Analyzing pipeline performance Basic criteria: The pipeline should not make too many mistakes. On the other hand, it should not lose interesting segments. – Extremely reliable statistical characterization will be required. Open issue: Metrics for pipeline performance (or pipeline calibration). –Metric must include: False alarm and Detection, dependence on a priori modeling of data, Computational costs, … –For data preparation pipeline: Calibrate by injecting GW signals into input. –For data/detector characterization pipeline: ? Bottom Line: Lot of experience with simulated and real data is required.
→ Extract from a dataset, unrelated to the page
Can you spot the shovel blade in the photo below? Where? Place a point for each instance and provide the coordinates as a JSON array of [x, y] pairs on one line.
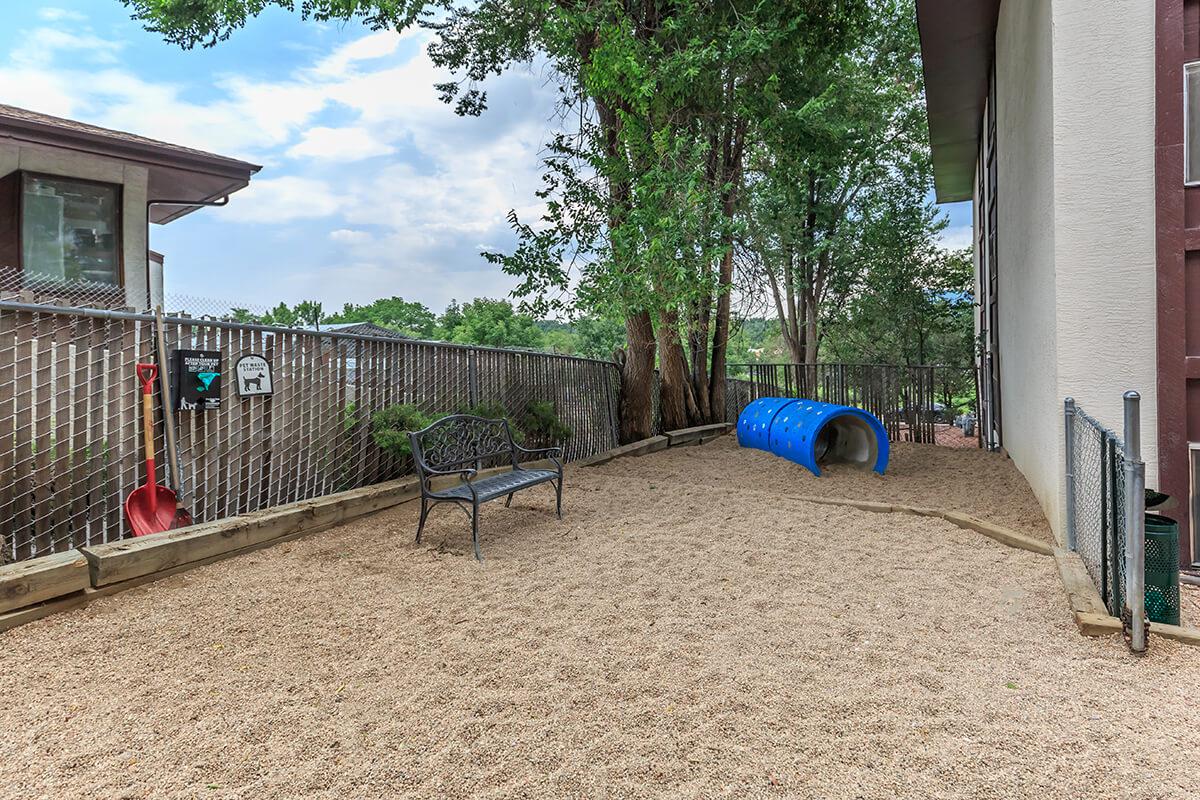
[[145, 521]]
A Candidate Pipeline Design Status: At the stage of a blueprint that can be implemented. –Several new tools identified that need to be developed. (e.g., need a line removal method which is unaffected by transients.) –The blueprint is concrete enough to begin computational cost studies and statistical characterization studies. Origins –The word “pipeline” has been used on several occasions (e.g., LSC Data Analysis White Paper) but this is the first concrete design. –1999: SDM Commissioned to design one as part of the 40m/TAMA coincidence analysis project. Important: A pipeline will affect planning for other data analysis components. – Examples: Software/hardware environment, User interfaces, A sophisticated database or simple sequential files, Interfaces to DAQ,...

Data/Detector Characterization Pipeline

Requirements: Issues Computing. –Should work online. –Memory requirements might be non-trivial if database access overheads turn out to be large. Implementation Language and environment. Within LDAS (adapted to GEO)? Language: C++ TRIANA? JAVA DMT? VEGA? C++ Database. Not an issue confined to this pipeline alone. –Need depends on what kind of data mining tasks will be required. –Examples : (1) Collect data with a particular type of transient (2) Store information about new types of features. Others. –Lots of ideas and guidelines from users required for the design phase. – Code writing and testing phase will be manpower intensive.

Proposal for a plan of work (fastest) Almost all components available in MATLAB. Use sequential files instead of relational database. Implement as a large MATLAB program. Come up with some metrics of performance. Test against simulated and some real data. If (coincidence run with LIGO), aim to produce X hours of characterized data using this MATLAB code. In the meantime, work on related issues and requirements definition.

Conclusions Large amount of data makes it necessary to have a Pipeline in order to direct our attention to where it is really required. Pipeline design and characterization requires more than listing tools and studying them in isolation. Pipeline designing can identify missing features. A concrete design now exists. Several candidate pipelines must be generated and compared. What is interesting? Guidelines, Ideas and experience with real data required to evolve an answer.